Now it is time for the two to meet again, Bill Gates, repeating Picasso's quote (incorrectly attributing it to Van Gogh), took his team to the Apple Headquarters, and it is here that the rival obsessions clashed. Steve Jobs maintains the superiority of Apple because Microsoft lacked originality and culture, and his people echoing his line, "It is better to be a pirate, than be in the navy" (better to be a rebel than to be a part of the establishment). Bill then tries to convince Steve that Apple is economically vulnerable and that "Apple needed them, because Apple couldn't match Microsoft's diversity." Only for Steve to stay true to his cause saying, "You can't just have employees anymore. They gotta be into a crusade. It's like art, science, religion, all rolled into one." It was only by feeding into Steve's obsessive hatred of IBM that Bill was able to get the "in" he needed. Microsoft walked out with Apple's Macintosh system just as Apple had walked out with Xerox's system.

Further cracks in Steve Jobs' management strategy caused greater rifts. To fuel internal competiveness he manipulated Apple employees into vicious "Mac vs All other Apple platforms, who's was better" rivalry. The strain of 90+ hour work weeks, and days of sleepless programing led to many employees rebelling against Jobs' verbal abuse, even to the point of assaulting him in one scene. By then Woz had had enough.

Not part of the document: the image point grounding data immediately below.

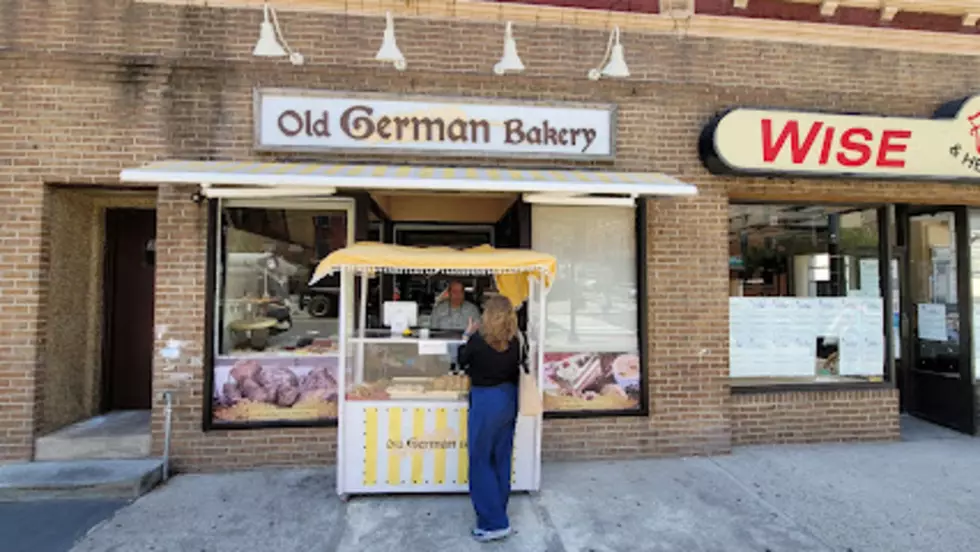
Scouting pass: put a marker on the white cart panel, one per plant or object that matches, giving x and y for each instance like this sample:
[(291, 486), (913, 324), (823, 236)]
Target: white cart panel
[(420, 447)]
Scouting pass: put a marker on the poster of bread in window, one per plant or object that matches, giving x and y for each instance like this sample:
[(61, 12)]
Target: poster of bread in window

Disturbed by Jobs' manipulations, he left the company he co-founded, and went on to teach computers to school children. Nevertheless, Jobs felt he was righteous and unstoppable, regardless of the pressure he put on everybody, his employees loved him for it, and he rewarded them for their loyalty.

At this point Microsoft is desperately trying to cobble together the Windows operating system from pirated Macintosh software. Word of this eventually reached Jobs more than once, but no matter how angry or accusatory Steve became, Bill could always calmly explain away any such fears, weathering any of Steve's tirades meekly, placating Steve into, once again, believing that Microsoft was no threat, a level of manipulation that Steve Ballmer felt was where Bill Gates' true genius lay. Then again, Ballmer felt that Jobs' genius lay in making computers not a business, but a religion, and nothing scared him more.

During the penultimate scene of the movie, Steve Jobs introduces an Apple T-shirt wearing Bill Gates as a part of the Apple family to an audience of Apple employees before giving them a sneak preview of the Apple 1984 commercial that was being filmed in the open scene. After the sneak preview, Steve was given concrete proof that Microsoft did replicated software from the Macintosh and when he confronted Bill with it, Gates famously replies with, "You and I are both like guys who had this rich neighbor - Xerox - who left the door open all the time. And you go sneakin' in to steal a TV set. Only when you get there, you realize that I got there first. I got the loot, Steve! And you're yellin'? "That's not fair. I wanted to try to steal it first." You're too late."

The end of the movie relates the sad facts that Steve Jobs had disaffected so many of his former best friends that none of them wanted to toast him for his 30th birthday, in fact, three months later Steve Jobs was fired from the company he helped found. He was later re-hired in 1997 and became the architect of the second Apple Microsoft co-endeavor bringing the companies and the movie full circle.